Local elections are the little league of politics

Exhibit A shows one of the two men who want to be village mayor. In 2018, their predecessor left under a massive cloud of (so far unproven) allegations, and both the local SPD and CDU, who had formed a coalition in the village council, basically collapsed. Into that void stepped Walter Jertz, a retired general, who stood uncontested as an independent and took over as a caretaker for the rest of the term.

The idea of a general in political office is generally scary. The idea of a general, whose last command before retirement was over some 30,000 soldiers in the Luftwaffe, becoming village mayor is odd. But Jertz seems to like the job. And so, at the tender age of 74, he is standing for a full term.

At one point in his career, he was spokesperson for the NATO forces in the Kosovo war. He has also written a book on military propaganda, published various articles on PR for the forces, and edited a handbook on security communication. So one must really wonder what has gotten into him lately.

This is awkward on many levels

First, there is the awkward “Jertz”/Herz rhyme: the name apparently qualifies the man to be a mayor with a heart. While this is reassuring from a Buffy-centric point of view (we most certainly don’t want a demon/vampire running the show), it is also straight from the advert-for-the-local-butcher-with-no-budget playbook.

Second, there is the “Pro-Oppenheim” pledge. In Germany, for the last twenty years or so, the “Pro-” suffix has been used exclusively by right-wing extremist parties and groups. PRO DM, Pro-Germany, Pro-Cologne, Pro-Chemnitz – you name it. It probably takes a somewhat nerdy complexion to spot this, so I assume this was not intentional but just unfortunate. Very much so.

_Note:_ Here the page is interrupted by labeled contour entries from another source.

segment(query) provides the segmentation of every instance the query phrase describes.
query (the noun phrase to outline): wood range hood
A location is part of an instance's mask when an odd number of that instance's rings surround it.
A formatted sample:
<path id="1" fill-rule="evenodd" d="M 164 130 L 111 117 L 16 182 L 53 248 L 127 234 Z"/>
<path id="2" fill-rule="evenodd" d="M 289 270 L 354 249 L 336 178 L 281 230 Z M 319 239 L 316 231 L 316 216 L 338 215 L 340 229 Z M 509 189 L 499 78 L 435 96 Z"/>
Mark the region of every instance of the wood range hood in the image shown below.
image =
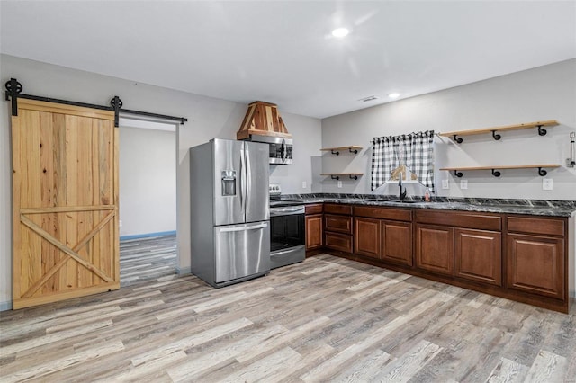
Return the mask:
<path id="1" fill-rule="evenodd" d="M 275 103 L 255 101 L 248 105 L 236 139 L 250 139 L 251 136 L 292 138 Z"/>

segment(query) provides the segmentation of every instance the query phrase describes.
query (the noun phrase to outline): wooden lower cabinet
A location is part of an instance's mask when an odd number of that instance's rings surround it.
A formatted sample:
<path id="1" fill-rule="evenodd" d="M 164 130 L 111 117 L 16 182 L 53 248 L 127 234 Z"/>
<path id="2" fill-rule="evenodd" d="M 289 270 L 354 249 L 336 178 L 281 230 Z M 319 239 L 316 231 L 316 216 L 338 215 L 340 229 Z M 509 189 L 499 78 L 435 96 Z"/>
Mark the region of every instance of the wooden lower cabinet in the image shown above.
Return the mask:
<path id="1" fill-rule="evenodd" d="M 354 253 L 380 258 L 380 219 L 356 217 L 354 219 Z"/>
<path id="2" fill-rule="evenodd" d="M 328 249 L 352 253 L 352 236 L 327 231 L 324 235 L 324 245 Z"/>
<path id="3" fill-rule="evenodd" d="M 324 245 L 324 230 L 321 214 L 306 216 L 306 250 L 316 250 Z"/>
<path id="4" fill-rule="evenodd" d="M 412 224 L 382 221 L 382 259 L 387 262 L 412 265 Z"/>
<path id="5" fill-rule="evenodd" d="M 454 228 L 416 225 L 416 267 L 444 275 L 454 274 Z"/>
<path id="6" fill-rule="evenodd" d="M 565 298 L 562 238 L 508 234 L 507 257 L 509 289 Z"/>
<path id="7" fill-rule="evenodd" d="M 501 234 L 454 228 L 454 275 L 502 286 Z"/>

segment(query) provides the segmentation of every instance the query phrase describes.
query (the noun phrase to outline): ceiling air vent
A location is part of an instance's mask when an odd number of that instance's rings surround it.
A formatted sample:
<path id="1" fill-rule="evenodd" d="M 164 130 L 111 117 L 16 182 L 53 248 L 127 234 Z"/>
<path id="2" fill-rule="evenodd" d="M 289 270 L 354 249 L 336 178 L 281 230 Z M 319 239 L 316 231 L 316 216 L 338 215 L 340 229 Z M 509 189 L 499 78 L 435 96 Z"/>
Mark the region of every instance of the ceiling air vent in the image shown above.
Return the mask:
<path id="1" fill-rule="evenodd" d="M 376 97 L 376 96 L 368 96 L 368 97 L 361 98 L 358 101 L 361 101 L 363 102 L 368 102 L 369 101 L 374 101 L 374 100 L 378 100 L 378 97 Z"/>

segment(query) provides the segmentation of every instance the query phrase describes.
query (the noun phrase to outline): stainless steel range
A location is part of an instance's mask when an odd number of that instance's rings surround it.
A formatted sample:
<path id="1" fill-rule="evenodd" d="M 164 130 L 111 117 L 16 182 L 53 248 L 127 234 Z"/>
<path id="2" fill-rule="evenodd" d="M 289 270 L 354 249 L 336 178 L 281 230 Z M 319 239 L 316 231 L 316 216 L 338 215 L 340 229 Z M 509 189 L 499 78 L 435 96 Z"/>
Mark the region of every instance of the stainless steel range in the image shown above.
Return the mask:
<path id="1" fill-rule="evenodd" d="M 278 184 L 270 184 L 270 268 L 302 262 L 306 257 L 304 204 L 282 200 Z"/>

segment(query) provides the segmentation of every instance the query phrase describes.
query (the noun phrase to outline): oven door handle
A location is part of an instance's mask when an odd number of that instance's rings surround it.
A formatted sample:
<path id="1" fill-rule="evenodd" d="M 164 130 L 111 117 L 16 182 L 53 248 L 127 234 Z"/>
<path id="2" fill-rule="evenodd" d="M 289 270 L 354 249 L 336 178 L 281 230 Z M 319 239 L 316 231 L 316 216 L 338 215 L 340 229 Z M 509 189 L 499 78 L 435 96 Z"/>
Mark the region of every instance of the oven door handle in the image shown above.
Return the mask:
<path id="1" fill-rule="evenodd" d="M 270 209 L 271 215 L 282 216 L 288 214 L 304 214 L 303 208 L 273 208 Z"/>
<path id="2" fill-rule="evenodd" d="M 248 226 L 248 227 L 223 227 L 221 228 L 220 231 L 222 233 L 226 233 L 229 231 L 247 231 L 247 230 L 256 230 L 256 228 L 264 228 L 266 227 L 267 227 L 268 224 L 267 223 L 263 223 L 263 224 L 258 224 L 258 225 L 254 225 L 254 226 Z"/>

And third, don’t use a cut-out. It is certainly eye-catching, yet for all the wrong reasons. This is not the 1980s. You are not Donald Trump. But if you think you absolutely have to, in this populist time and age, don’t ever hang a cut-out of a politician from a lamppost or tree, even if it is your own likeness. It looks bad enough as it is. And with a single determined twist, the friendly neighbourhood vandal can and will turn you into Mussolini. So: Please. Just. Don’t.